On Thursday night, President Donald Trump took to Twitter to announce yet another country’s normalization of ties with Israel- brokered by the US. Marking the fourth Arab-Israel agreement in four months, Morocco will now join UAE, Bahrain, Egypt, and Jordan in normalizing ties with Israel, and in exchange, the U.S. will recognize Morocco’s claim over the disputed Western Sahara region.
“Another HISTORIC breakthrough today! Our two GREAT friends Israel and the Kingdom of Morocco have agreed to full diplomatic relations – a massive breakthrough for peace in the Middle East!” said President Trump on Twitter, as he now nears the final few days in office. Soon after the tweet, the White House said President Trump and Morocco’s King Mohammed VI had agreed in a conversation that Morocco would “resume diplomatic relations between Morocco and Israel and expand economic and cultural cooperation to advance regional stability.”
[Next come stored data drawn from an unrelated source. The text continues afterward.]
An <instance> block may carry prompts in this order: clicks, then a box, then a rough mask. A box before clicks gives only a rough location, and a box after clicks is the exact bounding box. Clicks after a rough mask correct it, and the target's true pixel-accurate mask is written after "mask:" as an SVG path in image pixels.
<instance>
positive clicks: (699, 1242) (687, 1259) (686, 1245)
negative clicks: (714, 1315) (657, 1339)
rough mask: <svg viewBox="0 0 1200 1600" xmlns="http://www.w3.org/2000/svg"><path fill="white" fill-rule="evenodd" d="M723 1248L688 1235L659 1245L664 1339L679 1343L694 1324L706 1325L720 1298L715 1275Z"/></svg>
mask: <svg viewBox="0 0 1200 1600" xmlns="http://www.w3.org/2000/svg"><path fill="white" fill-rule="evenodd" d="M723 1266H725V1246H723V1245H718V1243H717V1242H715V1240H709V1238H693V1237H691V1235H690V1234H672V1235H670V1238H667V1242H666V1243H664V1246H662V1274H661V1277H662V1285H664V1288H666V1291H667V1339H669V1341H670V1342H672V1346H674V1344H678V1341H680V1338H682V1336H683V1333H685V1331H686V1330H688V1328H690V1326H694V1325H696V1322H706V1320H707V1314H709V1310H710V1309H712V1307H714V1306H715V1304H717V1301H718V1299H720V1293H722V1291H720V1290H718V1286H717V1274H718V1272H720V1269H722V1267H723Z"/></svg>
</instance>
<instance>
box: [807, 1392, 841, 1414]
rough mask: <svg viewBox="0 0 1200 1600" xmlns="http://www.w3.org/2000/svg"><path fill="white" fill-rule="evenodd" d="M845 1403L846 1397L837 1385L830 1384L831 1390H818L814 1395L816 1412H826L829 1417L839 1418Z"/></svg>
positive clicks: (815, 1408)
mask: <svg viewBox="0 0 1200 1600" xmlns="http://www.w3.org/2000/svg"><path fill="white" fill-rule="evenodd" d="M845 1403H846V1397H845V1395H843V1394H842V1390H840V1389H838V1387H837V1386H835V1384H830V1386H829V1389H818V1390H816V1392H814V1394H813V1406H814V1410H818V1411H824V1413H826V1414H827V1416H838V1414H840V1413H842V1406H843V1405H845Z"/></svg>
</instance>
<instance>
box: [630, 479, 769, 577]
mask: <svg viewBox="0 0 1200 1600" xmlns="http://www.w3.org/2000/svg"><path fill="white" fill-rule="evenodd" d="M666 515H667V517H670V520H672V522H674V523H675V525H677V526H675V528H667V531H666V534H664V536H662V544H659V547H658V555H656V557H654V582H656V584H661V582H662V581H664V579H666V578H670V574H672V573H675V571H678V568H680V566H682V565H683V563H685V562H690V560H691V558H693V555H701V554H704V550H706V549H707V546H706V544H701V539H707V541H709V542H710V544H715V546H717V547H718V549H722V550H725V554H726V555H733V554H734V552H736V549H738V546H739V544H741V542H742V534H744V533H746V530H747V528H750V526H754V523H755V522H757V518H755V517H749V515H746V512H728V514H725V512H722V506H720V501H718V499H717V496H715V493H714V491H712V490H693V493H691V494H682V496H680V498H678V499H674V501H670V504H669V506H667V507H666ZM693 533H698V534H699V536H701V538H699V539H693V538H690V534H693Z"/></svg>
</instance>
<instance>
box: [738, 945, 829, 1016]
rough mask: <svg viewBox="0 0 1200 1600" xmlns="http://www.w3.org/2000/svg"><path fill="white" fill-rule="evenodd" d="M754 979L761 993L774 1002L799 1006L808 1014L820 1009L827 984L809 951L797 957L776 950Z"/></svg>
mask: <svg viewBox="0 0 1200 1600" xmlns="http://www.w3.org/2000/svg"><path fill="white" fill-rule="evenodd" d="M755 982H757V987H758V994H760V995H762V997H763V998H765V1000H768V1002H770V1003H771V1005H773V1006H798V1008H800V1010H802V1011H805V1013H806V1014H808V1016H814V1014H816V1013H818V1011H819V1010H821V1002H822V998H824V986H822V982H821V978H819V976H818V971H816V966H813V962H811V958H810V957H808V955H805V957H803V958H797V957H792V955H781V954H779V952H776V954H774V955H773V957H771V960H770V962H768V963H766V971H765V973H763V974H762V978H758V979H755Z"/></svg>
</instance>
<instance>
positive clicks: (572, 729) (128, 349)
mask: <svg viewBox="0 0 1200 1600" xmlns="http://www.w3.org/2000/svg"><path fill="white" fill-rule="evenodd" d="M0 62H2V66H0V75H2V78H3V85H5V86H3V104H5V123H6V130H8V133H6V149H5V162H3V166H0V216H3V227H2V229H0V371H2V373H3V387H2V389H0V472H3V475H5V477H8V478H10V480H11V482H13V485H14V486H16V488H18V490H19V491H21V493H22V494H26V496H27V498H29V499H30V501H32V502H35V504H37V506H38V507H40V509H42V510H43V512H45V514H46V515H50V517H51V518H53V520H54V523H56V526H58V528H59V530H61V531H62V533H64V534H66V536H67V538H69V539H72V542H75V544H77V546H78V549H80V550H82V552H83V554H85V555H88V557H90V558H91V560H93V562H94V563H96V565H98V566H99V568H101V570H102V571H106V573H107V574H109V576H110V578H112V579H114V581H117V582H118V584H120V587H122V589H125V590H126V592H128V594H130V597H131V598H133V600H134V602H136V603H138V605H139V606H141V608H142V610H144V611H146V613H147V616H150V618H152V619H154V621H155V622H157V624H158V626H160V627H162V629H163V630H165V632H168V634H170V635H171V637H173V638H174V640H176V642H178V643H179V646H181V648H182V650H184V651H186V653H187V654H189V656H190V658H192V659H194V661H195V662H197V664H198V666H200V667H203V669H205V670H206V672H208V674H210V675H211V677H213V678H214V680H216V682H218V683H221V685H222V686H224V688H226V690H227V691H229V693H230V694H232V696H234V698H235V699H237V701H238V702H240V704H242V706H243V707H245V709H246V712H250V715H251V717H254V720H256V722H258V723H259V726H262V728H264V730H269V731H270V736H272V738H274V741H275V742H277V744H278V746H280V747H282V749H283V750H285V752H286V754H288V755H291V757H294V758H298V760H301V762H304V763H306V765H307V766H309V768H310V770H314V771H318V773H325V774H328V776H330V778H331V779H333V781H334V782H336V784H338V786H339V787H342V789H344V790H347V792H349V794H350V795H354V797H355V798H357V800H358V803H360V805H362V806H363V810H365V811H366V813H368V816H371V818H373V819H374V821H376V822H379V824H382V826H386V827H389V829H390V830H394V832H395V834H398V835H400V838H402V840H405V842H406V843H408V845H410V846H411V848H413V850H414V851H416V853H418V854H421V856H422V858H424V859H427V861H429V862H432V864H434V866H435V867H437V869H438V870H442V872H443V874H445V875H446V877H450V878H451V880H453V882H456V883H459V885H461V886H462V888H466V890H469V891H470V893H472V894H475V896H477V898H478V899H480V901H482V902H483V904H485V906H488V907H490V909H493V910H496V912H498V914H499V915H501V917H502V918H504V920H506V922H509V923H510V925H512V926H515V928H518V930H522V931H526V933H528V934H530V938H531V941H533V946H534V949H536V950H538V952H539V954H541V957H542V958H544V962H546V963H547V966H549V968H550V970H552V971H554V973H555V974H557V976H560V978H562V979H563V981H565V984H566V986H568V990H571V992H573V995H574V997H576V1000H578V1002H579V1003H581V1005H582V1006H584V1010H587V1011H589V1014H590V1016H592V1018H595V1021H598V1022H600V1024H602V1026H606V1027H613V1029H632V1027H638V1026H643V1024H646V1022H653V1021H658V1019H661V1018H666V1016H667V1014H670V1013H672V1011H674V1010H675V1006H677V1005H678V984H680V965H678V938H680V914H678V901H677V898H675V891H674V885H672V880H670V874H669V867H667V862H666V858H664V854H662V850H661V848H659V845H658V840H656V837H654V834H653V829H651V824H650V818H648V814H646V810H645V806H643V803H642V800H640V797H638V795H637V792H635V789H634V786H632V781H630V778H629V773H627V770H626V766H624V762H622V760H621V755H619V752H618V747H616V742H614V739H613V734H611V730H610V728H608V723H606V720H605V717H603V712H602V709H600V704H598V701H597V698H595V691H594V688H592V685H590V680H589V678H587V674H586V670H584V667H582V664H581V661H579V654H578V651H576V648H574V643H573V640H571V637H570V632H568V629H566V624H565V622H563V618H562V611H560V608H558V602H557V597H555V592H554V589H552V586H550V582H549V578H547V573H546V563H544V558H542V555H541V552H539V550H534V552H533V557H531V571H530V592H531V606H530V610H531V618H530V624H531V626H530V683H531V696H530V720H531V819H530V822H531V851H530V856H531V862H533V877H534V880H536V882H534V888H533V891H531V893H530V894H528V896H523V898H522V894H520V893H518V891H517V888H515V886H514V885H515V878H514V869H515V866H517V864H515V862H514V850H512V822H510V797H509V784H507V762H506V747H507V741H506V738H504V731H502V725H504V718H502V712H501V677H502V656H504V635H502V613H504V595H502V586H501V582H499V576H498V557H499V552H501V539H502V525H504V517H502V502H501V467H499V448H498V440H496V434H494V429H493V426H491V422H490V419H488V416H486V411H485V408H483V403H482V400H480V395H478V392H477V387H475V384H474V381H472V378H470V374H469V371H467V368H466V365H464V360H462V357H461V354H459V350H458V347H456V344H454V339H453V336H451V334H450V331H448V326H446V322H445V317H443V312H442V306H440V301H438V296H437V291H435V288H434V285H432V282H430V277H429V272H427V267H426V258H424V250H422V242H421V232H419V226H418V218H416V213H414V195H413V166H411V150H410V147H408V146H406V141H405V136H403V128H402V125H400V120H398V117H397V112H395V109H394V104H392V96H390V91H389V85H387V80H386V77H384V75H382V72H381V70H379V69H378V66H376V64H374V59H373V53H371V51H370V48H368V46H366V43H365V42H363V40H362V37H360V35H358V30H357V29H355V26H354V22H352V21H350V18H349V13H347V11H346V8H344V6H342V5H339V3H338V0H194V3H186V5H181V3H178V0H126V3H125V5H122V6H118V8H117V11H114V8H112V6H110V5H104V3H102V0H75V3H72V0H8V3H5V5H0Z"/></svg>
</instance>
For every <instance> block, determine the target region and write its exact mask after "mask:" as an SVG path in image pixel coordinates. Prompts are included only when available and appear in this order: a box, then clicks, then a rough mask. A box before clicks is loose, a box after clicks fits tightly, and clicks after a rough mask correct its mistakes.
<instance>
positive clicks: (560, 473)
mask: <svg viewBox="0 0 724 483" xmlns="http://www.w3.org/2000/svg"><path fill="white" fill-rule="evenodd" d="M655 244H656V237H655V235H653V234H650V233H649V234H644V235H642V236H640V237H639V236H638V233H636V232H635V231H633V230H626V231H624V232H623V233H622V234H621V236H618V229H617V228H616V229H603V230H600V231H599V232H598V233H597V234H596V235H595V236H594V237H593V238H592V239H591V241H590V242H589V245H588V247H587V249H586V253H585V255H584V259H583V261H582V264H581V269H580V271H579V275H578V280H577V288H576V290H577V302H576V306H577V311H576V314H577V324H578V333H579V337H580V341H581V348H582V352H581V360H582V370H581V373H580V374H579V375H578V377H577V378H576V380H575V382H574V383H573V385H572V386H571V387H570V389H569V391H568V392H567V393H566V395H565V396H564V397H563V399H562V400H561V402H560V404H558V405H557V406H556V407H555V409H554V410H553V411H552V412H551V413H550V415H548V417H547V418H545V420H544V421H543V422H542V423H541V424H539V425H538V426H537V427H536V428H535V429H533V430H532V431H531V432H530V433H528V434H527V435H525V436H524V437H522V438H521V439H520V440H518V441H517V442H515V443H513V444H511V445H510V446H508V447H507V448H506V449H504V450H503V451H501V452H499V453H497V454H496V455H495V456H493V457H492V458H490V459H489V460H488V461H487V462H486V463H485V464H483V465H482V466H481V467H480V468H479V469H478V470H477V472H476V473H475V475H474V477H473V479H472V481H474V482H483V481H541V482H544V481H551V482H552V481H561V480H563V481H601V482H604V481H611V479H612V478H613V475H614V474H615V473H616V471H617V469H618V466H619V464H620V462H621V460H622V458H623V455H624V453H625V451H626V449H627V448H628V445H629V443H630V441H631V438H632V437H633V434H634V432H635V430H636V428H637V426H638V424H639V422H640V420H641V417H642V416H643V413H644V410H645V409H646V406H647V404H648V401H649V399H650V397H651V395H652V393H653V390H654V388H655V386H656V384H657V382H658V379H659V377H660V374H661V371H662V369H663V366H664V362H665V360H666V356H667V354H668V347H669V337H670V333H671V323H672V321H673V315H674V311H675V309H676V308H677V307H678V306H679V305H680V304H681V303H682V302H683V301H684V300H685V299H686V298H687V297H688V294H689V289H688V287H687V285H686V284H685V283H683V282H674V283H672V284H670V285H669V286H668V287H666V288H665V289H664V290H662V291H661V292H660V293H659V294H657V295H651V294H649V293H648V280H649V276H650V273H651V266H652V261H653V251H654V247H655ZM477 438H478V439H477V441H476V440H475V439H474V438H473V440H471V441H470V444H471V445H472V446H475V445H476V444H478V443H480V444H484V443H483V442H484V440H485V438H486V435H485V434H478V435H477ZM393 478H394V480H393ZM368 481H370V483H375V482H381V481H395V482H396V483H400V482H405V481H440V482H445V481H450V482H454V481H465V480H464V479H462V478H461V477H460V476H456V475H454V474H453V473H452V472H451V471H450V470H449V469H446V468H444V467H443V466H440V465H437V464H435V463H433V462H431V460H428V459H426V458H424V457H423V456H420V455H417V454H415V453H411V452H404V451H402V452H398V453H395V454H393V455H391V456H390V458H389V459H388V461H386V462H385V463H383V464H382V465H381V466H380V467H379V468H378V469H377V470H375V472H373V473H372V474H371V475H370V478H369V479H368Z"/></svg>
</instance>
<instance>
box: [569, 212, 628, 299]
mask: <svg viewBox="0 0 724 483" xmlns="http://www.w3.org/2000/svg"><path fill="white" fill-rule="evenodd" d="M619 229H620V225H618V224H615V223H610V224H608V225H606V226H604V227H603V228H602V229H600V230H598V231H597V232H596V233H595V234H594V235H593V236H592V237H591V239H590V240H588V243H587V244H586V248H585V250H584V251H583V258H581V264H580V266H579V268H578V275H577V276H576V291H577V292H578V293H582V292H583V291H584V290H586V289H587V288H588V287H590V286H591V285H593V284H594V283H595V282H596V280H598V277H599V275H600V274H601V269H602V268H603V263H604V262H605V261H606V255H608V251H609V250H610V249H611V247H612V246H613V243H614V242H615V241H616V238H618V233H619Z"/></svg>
President Trump also relayed that Israel and Morocco would restore diplomatic and other relations, including the immediate reopening of liaison offices in Rabat and Tel Aviv and the eventual opening of embassies. U.S. officials said it would also include joint overflight rights for airlines. The White House statement also read that the U.S. will recognize the country’s claim over Western Sahara, the former Spanish North African territory that has been a long-standing dispute.
“The president reaffirmed his support for Morocco’s serious, credible, and realistic autonomy proposal as the only basis for a just and lasting solution to the dispute over the Western Sahara territory and as such the president recognized Moroccan sovereignty over the entire Western Sahara territory,” the White House said. During the conversation, the king agreed to resume diplomatic relations between Morocco and Israel and expand economic and cultural cooperation to advance regional stability.
Looking at the background, Israel and Morocco have had informal ties for years. A country with a deep Jewish-history, Morocco had previously established low-level diplomatic relations during the 1990s following Israel’s interim peace accords with the Palestinians, but those ties were suspended after the outbreak of the second Palestinian uprising in 2000. Since then, however, the informal ties have continued, and an estimated 50,000 Israelis travel to Morocco each year on trips to learn about the Jewish community and retrace their family histories.